Nature et n° de la pièce d’identité présentée (Code pénal, art.R.321-9)
Pour les professionnels, devront en plus apparaitre :
Raison sociale
N° registre commerce.
L’organisateur de la manifestation doit, durant la manifestation, tenir le registre à la disposition des services de police, fiscaux, des douanes et des services de la concurrence, consommation et répression des fraudes. Après la manifestation, et dans un délai maximal de 8 jours, le registre doit être envoyé à la Préfecture.
Les tarifs à Tarbes
Les vide-greniers organisés à Tarbes sur le domaine public sont soumis à redevance d’occupation du domaine public :
150,00 € au Foirail
100,00 € autres lieux publics
Dans le cas où l’organisateur souhaite organiser une buvette, il doit également retirer en mairie (service Commerce) une demande d’autorisation de débit de boissons temporaire et s’acquitter d’une redevance : 50,00 € pour les associations, 100 € pour les professionnels.
La durée et le nombre de ventes
Les particuliers ne peuvent pas participer à une vente plus de deux fois par an. Une attestation sur l’honneur sera remplie par les participants pour attester de leur non-participation à plus de deux manifestations sur l’année. Elle sera jointe au registre puis rendue à l’organisateur après contrôle par les services de police.

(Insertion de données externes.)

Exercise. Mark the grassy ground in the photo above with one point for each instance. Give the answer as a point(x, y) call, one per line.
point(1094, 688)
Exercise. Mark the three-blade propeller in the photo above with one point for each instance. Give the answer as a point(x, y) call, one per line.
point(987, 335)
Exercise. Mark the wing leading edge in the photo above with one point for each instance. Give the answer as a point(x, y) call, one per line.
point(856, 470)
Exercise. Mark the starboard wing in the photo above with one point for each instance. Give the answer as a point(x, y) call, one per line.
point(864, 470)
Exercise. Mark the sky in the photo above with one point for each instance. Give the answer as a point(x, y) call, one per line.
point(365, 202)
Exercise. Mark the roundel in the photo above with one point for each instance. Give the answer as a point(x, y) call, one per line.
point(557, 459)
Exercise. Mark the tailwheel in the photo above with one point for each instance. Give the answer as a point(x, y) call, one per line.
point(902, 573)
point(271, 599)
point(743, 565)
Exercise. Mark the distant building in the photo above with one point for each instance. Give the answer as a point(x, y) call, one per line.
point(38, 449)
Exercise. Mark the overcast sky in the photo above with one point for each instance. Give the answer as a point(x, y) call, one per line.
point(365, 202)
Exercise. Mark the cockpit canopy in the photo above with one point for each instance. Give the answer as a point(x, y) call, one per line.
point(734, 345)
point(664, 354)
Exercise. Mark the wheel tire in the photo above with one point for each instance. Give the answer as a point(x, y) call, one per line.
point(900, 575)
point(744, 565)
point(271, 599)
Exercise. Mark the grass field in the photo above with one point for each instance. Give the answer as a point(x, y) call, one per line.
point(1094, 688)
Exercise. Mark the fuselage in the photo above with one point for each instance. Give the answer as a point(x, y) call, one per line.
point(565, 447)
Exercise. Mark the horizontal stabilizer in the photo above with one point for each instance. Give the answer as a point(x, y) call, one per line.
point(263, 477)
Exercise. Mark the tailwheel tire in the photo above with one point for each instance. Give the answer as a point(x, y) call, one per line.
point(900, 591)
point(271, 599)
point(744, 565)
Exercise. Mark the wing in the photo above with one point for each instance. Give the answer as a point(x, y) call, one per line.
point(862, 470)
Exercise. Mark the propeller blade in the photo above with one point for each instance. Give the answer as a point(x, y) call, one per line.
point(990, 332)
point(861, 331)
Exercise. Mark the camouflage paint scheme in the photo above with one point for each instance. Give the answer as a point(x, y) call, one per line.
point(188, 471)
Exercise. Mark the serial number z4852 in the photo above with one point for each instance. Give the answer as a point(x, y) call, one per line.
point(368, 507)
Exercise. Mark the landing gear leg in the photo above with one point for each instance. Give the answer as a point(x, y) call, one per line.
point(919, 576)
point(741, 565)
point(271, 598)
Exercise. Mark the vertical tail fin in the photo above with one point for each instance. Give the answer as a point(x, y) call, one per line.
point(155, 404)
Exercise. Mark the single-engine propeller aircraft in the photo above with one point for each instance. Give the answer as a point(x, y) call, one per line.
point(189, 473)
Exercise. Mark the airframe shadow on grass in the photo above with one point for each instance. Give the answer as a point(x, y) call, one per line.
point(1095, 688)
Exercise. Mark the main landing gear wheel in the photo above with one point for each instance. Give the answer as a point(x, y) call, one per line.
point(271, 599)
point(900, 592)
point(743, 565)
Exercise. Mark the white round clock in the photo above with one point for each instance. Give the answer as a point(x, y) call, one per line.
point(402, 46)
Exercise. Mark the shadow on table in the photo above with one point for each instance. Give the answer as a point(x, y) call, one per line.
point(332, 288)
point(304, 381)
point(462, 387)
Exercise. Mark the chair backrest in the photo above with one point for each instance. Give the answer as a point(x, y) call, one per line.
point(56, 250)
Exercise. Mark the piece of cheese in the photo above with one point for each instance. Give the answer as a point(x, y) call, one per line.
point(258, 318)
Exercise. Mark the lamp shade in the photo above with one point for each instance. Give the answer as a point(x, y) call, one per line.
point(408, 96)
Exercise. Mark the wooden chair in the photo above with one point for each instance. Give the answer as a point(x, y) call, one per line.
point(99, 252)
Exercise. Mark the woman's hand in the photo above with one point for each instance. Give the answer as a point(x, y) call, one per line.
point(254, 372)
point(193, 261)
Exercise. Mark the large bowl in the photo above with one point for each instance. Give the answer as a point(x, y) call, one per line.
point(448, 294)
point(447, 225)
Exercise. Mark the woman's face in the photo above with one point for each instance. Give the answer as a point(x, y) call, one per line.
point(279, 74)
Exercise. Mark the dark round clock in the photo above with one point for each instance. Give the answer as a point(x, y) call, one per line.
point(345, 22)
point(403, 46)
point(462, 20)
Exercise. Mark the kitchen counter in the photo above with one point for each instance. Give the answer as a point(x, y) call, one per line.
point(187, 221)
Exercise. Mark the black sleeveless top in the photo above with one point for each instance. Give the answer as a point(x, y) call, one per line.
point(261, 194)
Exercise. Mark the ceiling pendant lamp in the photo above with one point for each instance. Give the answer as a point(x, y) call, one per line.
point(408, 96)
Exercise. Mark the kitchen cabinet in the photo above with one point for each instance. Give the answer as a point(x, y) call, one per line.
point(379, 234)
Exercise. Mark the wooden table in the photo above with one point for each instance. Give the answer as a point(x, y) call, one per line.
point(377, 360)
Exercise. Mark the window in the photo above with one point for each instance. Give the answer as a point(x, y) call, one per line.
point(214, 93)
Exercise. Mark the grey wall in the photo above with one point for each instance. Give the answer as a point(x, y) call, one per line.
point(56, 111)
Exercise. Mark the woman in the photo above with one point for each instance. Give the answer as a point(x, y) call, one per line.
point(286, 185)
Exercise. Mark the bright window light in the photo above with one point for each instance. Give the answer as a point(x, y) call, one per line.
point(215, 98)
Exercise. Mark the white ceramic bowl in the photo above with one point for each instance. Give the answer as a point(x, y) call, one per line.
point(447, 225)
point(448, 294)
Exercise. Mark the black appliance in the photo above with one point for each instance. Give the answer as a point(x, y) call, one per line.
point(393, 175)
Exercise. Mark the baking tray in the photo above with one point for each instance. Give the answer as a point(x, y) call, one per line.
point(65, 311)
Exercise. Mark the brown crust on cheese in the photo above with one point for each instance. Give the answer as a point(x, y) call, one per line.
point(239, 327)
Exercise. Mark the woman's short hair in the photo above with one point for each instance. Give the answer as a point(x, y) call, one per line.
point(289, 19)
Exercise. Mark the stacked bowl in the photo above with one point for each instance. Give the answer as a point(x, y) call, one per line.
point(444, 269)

Pour les associations, la fréquence n’est pas limitée mais elles ne peuvent vendre que des objets personnels et d’occasion donnés par des particuliers.
Le vide grenier ne peut dépasser 2 mois par année civile dans le même local ou sur le même emplacement.
Les sanctions applicables
En cas de non déclaration préalable auprès du maire de la commune ou en méconnaissance de cette déclaration : Amende pouvant aller jusqu’à 15 000 € pour les personnes physiques et à 75 000 € pour les personnes morales (C. com., art. L. 310-5 et L. 310-6 ; C. pénal, art. 131-38).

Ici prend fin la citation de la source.